The ConocoPhillips Willow project will produce 30-year greenhouse gas emissions equivalent to 70 new coal-fired power plants. This is a carbon bomb for the world in the face of scientists telling us that we need to stop all new fossil fuel infrastructure and keep fossil fuels in the ground to have any chance of keeping global warming within 1.5 degrees centigrade. At 1.1 degrees, we are already inhaling dangerous smoke from Canadian forest fires and suffering from heat waves, droughts, floods, and diminishing fresh water supplies.

This ConocoPhillips thank you to our federal elected representatives documents that the oil and gas industry and our investment industries (banks and insurance companies) control our political policies.

This week’s Climate Connection discusses that the majority of Americans accept that global warming is caused by human beings. Despite this public consensus, our voices are not consistently reflected in federal policy by either of our polarized political parties.

The indicators of impending climate disaster are all increasing: average CO2 levels, global mean temperature, frequency of severe weather, costs of billion dollar storms, etc.

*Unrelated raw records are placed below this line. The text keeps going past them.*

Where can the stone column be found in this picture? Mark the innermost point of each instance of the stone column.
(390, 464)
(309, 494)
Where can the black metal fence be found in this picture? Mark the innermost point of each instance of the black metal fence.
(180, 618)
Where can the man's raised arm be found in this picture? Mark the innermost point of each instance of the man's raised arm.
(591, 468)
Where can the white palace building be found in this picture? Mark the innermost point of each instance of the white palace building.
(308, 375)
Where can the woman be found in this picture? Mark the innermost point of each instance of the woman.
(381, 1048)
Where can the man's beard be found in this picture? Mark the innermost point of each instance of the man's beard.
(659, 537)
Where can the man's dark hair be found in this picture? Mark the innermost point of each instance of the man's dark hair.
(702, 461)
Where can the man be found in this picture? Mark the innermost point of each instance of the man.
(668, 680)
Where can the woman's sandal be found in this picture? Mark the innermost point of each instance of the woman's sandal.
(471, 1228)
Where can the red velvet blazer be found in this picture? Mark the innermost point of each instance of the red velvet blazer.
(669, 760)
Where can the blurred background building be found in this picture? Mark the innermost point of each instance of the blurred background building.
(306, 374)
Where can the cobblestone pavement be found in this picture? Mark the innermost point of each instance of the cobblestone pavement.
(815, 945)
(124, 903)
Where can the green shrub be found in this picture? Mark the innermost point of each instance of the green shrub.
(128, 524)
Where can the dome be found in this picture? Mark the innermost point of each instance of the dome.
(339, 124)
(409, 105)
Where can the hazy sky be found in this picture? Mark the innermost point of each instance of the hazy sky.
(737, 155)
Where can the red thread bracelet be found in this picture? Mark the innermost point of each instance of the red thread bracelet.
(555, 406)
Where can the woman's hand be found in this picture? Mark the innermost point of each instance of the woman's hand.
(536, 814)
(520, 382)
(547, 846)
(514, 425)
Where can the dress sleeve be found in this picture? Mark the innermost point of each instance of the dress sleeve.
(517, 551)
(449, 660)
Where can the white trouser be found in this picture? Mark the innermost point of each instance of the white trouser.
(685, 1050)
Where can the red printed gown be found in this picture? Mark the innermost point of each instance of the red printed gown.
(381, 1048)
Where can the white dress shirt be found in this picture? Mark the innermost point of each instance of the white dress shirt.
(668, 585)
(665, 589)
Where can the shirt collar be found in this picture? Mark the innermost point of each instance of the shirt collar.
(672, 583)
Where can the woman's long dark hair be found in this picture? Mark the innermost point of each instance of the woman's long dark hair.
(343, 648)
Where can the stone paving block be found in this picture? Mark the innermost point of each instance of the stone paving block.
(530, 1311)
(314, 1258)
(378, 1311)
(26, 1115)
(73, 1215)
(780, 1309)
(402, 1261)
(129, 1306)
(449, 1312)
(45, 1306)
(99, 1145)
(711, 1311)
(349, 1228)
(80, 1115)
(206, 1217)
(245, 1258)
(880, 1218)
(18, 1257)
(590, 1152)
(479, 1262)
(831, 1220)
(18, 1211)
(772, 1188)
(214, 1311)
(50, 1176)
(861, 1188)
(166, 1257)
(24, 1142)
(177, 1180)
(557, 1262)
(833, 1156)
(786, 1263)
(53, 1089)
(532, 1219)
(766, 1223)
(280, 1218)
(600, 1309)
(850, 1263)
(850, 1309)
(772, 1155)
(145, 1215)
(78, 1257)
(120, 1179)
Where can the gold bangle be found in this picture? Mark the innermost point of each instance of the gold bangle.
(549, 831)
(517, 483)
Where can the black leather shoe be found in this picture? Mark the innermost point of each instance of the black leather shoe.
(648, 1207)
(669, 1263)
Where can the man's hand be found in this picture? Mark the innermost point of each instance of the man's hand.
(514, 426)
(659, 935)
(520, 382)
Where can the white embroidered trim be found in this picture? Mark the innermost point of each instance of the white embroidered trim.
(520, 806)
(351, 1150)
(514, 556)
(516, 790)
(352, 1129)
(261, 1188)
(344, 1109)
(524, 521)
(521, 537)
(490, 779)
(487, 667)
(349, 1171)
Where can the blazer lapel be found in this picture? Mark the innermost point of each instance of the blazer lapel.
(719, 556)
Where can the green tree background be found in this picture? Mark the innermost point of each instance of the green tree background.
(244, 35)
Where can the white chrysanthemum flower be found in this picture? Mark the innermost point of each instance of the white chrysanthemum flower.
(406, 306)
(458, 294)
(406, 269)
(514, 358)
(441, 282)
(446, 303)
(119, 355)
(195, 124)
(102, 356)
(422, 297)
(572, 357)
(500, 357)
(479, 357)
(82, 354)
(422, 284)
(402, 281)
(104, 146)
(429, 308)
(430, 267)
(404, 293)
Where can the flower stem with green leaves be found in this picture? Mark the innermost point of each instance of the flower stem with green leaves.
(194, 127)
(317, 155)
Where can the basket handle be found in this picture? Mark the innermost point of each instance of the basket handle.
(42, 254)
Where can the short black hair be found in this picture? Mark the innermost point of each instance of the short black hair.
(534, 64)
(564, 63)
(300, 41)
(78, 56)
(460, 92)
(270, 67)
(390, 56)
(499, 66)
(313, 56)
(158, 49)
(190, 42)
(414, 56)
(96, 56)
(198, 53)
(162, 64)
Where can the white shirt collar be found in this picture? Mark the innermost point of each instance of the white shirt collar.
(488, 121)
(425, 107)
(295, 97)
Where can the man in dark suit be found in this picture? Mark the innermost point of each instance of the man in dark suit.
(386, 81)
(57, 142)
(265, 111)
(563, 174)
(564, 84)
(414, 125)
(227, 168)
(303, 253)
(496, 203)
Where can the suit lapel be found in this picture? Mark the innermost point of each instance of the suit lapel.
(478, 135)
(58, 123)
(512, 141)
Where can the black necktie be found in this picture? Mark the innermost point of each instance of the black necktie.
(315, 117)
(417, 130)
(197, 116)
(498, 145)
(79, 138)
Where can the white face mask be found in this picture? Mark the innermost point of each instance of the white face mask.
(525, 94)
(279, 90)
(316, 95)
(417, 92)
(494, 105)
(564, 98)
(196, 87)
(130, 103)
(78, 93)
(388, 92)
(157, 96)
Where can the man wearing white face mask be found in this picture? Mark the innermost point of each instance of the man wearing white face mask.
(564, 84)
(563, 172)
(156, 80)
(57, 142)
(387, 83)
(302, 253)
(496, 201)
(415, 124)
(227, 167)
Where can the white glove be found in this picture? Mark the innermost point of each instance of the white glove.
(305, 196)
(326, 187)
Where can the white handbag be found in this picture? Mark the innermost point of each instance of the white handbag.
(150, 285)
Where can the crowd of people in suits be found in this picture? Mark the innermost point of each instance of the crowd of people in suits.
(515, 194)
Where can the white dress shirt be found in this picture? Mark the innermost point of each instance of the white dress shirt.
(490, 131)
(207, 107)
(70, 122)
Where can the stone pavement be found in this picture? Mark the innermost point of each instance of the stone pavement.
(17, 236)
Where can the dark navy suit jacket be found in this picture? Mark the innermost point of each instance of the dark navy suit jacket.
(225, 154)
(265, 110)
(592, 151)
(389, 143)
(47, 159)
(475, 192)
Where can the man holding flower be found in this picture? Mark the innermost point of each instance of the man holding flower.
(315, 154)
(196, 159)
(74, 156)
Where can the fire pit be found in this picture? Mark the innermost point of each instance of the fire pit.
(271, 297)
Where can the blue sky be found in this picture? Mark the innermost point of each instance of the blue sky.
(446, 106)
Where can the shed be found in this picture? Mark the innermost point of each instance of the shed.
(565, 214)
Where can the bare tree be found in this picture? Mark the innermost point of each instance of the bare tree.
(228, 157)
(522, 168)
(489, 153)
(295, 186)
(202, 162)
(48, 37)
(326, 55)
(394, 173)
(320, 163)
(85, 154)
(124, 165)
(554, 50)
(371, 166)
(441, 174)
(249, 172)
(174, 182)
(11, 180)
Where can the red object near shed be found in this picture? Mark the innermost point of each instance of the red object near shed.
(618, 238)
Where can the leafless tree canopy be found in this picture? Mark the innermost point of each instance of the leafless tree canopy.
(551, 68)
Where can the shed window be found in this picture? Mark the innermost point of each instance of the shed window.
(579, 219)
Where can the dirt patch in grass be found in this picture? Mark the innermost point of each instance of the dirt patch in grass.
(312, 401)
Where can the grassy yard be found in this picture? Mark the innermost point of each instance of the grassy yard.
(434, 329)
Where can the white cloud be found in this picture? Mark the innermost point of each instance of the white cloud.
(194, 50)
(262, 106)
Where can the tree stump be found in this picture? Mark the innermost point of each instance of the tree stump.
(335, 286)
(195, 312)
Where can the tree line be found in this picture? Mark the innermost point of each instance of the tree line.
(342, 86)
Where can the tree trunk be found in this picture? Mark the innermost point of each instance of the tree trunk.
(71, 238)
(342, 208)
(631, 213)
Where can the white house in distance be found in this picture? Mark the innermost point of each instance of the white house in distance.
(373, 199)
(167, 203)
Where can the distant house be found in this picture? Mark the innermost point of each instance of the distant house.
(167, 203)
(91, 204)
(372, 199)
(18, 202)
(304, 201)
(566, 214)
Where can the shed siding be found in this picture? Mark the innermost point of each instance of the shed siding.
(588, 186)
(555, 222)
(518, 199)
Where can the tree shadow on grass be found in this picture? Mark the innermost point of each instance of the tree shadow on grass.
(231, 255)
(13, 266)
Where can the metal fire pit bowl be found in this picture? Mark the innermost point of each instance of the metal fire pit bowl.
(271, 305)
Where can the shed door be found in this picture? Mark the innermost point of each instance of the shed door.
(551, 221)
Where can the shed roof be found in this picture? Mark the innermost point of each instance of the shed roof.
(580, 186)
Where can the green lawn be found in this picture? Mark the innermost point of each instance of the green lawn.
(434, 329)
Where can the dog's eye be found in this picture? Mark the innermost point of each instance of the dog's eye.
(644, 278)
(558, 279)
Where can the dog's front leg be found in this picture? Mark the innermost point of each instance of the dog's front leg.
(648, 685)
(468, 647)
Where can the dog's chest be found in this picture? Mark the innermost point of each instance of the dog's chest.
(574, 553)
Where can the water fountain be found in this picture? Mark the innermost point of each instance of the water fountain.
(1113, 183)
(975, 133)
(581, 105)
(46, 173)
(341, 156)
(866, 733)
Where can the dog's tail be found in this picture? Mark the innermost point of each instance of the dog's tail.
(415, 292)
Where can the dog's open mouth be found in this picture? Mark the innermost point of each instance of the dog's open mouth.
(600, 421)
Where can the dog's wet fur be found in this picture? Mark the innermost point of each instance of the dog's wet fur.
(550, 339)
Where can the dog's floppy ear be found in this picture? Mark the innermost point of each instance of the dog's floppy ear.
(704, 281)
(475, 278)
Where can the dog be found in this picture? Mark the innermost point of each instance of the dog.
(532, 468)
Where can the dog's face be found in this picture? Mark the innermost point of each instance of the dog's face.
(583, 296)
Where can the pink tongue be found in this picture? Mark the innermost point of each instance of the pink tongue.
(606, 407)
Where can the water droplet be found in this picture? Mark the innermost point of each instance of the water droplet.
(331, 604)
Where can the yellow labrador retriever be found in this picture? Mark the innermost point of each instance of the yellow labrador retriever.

What is to be done? We can imagine and discuss a different world of governance and economy that serves and protects all of us in the world, a sea change from our current systems that enrich the few at the expense of the rest of us. We can start locally to protect ourselves from the devastation that is coming as the Willow projects of the world come on line – food security, local self-sufficiency in a circular economy, and building respectful relationships among those who are presently divided. We have to start now.